Patients should be instructed to:
Patients should also be informed that RAPTIVA is an immunosuppressant, and should not be used with other systemic immunosuppressive therapies due to the potential for an increased risk of developing an infection (including PML) or a malignancy that could lead to hospitalization, disability, or death.
Patients should be advised to inform all of their healthcare providers that they are receiving RAPTIVA and to immediately call their physician's office if they develop any signs of, or receive a diagnosis of infection, including PML, or malignancy while undergoing treatment with RAPTIVA. Patients should also be informed that their physician may monitor platelet counts during therapy.

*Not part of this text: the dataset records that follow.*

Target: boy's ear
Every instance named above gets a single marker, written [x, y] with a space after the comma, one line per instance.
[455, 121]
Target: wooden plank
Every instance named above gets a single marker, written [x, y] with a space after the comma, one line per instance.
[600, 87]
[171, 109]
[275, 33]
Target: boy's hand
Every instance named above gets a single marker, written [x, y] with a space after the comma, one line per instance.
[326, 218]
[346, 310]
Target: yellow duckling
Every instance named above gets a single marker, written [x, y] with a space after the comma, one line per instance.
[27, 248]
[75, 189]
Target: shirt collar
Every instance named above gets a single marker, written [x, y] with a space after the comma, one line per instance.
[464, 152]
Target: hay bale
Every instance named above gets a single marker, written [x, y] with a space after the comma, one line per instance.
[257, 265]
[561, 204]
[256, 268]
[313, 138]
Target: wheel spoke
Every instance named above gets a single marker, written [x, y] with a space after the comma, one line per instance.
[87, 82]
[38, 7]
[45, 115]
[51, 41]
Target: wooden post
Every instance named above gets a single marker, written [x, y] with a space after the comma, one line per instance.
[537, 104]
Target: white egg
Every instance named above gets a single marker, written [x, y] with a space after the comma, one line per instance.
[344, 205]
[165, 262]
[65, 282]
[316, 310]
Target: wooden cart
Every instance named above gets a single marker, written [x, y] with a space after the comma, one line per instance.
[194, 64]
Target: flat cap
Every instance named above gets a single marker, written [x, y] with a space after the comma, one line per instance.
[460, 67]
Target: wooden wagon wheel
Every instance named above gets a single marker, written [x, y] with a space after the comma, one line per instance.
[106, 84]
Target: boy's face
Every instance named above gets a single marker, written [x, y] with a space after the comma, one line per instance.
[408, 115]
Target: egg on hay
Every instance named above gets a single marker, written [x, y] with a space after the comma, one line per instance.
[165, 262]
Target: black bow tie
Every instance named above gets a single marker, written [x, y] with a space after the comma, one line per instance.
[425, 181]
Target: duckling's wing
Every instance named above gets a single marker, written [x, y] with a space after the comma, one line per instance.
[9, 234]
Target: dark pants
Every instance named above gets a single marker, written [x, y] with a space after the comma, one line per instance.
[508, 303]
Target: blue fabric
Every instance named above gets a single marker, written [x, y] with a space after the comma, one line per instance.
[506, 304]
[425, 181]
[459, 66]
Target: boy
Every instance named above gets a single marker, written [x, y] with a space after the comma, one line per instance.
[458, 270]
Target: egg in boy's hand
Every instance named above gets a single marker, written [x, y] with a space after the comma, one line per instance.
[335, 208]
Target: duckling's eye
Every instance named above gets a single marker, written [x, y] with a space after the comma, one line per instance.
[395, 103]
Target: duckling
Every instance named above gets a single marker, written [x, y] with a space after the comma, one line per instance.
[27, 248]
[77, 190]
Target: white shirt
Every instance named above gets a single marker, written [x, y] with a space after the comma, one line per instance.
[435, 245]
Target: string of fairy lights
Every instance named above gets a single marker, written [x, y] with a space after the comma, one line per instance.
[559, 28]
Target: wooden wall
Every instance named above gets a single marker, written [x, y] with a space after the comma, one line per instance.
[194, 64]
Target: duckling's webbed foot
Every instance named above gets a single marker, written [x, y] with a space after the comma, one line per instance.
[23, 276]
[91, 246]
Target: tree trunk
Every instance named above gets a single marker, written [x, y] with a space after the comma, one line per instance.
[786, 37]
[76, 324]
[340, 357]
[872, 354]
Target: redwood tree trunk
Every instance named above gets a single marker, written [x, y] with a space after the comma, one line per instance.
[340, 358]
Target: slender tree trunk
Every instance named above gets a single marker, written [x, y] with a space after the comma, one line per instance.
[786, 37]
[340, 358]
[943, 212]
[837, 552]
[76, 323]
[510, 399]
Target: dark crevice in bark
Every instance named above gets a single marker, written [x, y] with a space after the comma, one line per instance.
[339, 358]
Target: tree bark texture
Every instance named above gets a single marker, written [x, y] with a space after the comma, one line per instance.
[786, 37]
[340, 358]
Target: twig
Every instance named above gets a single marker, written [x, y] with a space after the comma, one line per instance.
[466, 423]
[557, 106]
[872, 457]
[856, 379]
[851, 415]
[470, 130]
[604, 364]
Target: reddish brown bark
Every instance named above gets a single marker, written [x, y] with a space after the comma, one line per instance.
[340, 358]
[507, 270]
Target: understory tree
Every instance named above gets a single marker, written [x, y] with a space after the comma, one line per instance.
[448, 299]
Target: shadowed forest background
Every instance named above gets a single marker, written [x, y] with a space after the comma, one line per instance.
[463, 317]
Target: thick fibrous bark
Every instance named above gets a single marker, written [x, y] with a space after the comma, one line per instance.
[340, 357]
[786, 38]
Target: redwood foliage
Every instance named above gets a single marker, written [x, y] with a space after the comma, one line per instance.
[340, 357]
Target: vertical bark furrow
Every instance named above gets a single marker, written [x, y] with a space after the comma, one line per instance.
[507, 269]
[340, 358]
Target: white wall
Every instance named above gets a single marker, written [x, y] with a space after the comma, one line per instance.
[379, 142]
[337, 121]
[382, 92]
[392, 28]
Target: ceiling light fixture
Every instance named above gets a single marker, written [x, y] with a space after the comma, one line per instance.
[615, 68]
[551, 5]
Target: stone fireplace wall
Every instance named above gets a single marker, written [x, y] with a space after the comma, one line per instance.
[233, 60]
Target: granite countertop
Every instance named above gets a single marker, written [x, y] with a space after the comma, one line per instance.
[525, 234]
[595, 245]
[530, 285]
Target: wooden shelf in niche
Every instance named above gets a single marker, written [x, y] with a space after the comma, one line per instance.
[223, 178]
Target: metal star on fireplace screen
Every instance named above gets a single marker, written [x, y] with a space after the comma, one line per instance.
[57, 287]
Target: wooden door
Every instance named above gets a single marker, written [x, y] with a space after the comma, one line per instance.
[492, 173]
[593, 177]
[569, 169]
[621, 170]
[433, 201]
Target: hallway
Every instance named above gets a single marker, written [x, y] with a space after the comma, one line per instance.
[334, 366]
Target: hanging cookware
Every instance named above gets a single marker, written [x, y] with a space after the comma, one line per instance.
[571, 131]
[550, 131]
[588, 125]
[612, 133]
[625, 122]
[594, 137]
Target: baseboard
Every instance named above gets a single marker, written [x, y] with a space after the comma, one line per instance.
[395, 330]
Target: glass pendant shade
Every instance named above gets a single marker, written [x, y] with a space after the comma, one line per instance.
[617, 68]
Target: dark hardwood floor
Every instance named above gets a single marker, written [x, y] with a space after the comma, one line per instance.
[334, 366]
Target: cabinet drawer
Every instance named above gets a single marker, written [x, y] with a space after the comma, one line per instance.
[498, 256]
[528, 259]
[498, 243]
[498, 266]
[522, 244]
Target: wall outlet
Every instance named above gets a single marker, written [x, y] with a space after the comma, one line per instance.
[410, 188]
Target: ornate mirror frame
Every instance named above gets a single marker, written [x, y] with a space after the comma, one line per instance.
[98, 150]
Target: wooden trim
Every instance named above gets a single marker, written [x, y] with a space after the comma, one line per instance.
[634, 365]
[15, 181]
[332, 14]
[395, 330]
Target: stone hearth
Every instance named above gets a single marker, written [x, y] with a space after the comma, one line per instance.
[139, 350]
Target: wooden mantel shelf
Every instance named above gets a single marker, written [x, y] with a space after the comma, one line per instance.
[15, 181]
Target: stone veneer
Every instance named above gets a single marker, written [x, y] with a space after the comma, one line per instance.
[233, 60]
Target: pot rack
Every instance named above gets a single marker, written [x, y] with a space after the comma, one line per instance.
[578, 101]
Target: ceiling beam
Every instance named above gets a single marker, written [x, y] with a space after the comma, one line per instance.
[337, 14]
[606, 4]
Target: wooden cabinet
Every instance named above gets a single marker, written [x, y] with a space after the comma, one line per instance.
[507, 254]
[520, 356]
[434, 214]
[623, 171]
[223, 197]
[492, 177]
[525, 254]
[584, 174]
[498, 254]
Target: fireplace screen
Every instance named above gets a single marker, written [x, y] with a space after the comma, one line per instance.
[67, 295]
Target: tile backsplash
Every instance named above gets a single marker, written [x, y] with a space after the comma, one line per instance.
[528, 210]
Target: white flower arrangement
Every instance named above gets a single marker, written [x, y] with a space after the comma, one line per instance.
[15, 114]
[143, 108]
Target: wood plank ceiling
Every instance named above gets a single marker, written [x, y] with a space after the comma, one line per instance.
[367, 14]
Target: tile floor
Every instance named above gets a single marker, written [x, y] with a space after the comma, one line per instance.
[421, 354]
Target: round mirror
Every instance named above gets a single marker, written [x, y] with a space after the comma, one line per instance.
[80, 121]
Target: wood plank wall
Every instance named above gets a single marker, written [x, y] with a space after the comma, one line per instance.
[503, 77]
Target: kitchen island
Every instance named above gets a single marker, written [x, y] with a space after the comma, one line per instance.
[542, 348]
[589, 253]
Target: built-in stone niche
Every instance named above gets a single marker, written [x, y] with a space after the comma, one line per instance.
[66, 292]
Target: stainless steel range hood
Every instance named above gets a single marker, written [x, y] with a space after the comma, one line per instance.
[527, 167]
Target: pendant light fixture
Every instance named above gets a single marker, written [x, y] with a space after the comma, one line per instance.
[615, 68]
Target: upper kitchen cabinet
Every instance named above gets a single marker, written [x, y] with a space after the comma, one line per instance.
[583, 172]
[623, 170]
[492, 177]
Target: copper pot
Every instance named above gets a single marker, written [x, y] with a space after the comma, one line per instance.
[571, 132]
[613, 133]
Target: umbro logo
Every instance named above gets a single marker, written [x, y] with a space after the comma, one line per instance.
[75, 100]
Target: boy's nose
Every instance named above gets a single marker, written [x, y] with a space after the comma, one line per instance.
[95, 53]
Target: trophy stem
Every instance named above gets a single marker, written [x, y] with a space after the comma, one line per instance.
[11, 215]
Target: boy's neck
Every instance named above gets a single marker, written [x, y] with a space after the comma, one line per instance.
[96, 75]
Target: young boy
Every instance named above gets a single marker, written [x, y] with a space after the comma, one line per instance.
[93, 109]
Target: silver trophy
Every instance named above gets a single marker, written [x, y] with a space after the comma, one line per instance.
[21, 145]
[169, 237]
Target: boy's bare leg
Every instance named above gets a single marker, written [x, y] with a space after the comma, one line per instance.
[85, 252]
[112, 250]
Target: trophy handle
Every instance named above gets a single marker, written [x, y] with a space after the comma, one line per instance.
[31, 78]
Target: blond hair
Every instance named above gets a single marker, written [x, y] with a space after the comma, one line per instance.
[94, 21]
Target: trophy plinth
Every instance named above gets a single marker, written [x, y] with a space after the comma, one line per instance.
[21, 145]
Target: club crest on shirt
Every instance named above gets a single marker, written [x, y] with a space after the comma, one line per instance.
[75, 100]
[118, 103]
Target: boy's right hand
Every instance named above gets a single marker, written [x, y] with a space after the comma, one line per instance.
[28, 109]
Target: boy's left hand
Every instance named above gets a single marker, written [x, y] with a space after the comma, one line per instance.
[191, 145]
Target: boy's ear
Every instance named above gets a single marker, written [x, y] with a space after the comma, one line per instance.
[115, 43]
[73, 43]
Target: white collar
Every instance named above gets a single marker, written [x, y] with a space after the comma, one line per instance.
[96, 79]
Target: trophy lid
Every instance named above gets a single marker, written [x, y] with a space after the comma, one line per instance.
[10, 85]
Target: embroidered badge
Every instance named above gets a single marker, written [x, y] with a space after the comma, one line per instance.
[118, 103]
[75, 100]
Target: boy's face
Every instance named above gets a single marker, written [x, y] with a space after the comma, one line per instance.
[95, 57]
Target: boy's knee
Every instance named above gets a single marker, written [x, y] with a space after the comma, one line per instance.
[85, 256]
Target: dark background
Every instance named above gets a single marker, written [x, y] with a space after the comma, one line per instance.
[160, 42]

Female patients should also be advised to notify their physicians if they become pregnant while taking RAPTIVA (or within 6 weeks of discontinuing RAPTIVA) and be advised of the existence of and encouraged to enroll in the RAPTIVA Pregnancy Registry by calling 1-877-RAPTIVA (1-877-727-8482).
If a patient or caregiver is to administer RAPTIVA, he/she should be instructed regarding injection techniques and how to measure the correct dose to ensure proper administration of RAPTIVA. Patients should be also referred to the RAPTIVA Medication Guide. In addition, patients should have available materials for and be instructed in the proper disposal of needles and syringes to comply with state and local laws. Patients should also be cautioned against reuse of syringes and needles.
Assessment of platelet counts is recommended upon initiating and periodically while receiving RAPTIVA treatment. It is recommended that assessments be more frequent when initiating therapy (e.g., monthly) and may decrease in frequency with continued treatment (e.g., every 3 months). Severe thrombocytopenia has been observed (see WARNINGS, Immune-Mediated Thrombocytopenia).
Long-term animal studies have not been conducted to evaluate the carcinogenic potential of RAPTIVA.
Subcutaneous injections of male and female mice with an anti-mouse CD11a antibody, a murine surrogate for efalizumab, at up to 30 times the equivalent of the 1 mg/kg clinical dose of RAPTIVA had no adverse effects on mating, fertility, or reproduction parameters. The clinical significance of this observation is uncertain.
Genotoxicity studies were not conducted.
Animal reproduction studies have not been conducted with RAPTIVA. It is also not known whether RAPTIVA can cause fetal harm when administered to a pregnant woman or can affect reproduction capacity. RAPTIVA should be given to a pregnant woman only if clearly needed.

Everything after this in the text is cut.